California's biggest pension fund turned up the heat on Bank of America Corp.'s board Tuesday, saying it would vote its 22.7 million shares against all 18 directors at today's annual meeting.
The California Public Employees' Retirement System joined with other activist shareholders irritated by the company's failure to tell shareholders about the financial woes of Merrill Lynch & Co. before the bank bought the brokerage last year.
The California State Teachers' Retirement System also has said it would vote against all BofA directors.
New York Atty. Gen. Andrew Cuomo disclosed last week that Bank of America Chief Executive Ken Lewis said he was pressured by the federal government to go through with the takeover despite alarm over Merrill's rising losses.
Instead of backing out of the deal, Bank of America received a second large infusion of government capital in January. The bank's shares are down 42% this year, compared with a 28% drop in the BKX index of 24 major bank stocks.
"The entire board failed in its duties to shareowners and should be removed," CalPERS Board President Rob Feckner said in a statement.
CalPERS cited "the poor condition of the company, the failure by directors to disclose the extent of Merrill Lynch's losses prior to consummation of the merger, the payment of billions of dollars to Merrill executives in bonuses for failure, and the failure of the board to act in the best interests of shareowners in overseeing management."
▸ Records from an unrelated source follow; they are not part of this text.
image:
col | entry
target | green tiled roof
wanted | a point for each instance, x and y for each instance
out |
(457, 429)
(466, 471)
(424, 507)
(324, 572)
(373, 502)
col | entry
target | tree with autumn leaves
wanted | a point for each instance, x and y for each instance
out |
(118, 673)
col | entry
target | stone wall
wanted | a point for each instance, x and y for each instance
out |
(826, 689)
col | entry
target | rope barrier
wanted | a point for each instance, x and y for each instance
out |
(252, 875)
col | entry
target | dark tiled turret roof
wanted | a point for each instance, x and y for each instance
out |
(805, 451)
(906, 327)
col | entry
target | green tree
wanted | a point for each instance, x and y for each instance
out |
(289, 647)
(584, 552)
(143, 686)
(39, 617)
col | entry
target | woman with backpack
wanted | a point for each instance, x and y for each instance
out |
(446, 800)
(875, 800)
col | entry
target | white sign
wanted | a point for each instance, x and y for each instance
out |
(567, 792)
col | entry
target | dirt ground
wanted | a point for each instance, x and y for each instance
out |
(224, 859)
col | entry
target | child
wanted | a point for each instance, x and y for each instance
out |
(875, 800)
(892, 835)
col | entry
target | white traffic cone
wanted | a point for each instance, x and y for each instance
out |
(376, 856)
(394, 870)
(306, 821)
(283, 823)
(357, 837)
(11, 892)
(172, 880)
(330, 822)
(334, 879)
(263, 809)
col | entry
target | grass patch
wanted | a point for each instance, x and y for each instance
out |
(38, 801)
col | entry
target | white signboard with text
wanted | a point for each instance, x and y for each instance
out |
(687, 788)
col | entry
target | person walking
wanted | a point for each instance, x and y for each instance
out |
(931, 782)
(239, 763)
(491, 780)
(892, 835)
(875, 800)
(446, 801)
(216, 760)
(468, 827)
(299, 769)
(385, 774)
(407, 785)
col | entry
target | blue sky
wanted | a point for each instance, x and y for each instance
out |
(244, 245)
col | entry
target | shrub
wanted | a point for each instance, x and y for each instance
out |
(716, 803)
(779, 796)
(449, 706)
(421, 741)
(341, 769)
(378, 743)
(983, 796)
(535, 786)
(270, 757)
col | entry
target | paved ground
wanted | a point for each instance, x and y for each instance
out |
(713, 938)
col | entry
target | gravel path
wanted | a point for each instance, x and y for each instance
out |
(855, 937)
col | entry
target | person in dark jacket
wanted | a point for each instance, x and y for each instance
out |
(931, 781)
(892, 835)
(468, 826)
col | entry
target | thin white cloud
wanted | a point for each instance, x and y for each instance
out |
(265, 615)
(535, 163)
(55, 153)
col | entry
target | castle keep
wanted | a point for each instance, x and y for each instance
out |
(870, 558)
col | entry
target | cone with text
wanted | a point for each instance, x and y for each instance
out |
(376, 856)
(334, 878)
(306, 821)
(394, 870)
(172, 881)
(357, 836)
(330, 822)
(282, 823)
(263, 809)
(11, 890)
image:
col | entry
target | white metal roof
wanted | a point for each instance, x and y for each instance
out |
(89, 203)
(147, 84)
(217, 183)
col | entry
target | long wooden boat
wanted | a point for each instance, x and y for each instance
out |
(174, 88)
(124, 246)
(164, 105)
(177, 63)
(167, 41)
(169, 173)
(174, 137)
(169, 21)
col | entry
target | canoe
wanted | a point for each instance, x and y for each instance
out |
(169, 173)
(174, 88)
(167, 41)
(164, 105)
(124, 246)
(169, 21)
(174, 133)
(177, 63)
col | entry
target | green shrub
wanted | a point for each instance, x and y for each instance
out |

The Service Employees International Union, which has its own agenda against Bank of America, has been organizing protests in front of some of the bank's branches in advance of the annual meeting.
A separate shareholder measure on the BofA ballot seeks to split the chairman and CEO jobs at the bank, in what amounts to a referendum on Lewis.
Although ousters of corporate directors are very rare, CalPERS' stance could help turn other Bank of America shareholders against management, resulting in a symbolically significant minority of "no" votes.
CalPERS' stake in Bank of America is less than 0.4%. For the move to jettison BofA's board to succeed, it would have to garner votes of much bigger stakeholders, including Vanguard Group, Los Angeles-based Capital Group (parent of American Funds) and Fidelity Investments.
Historically, it has been much harder to gain dissident support from investment firms than from public pension funds.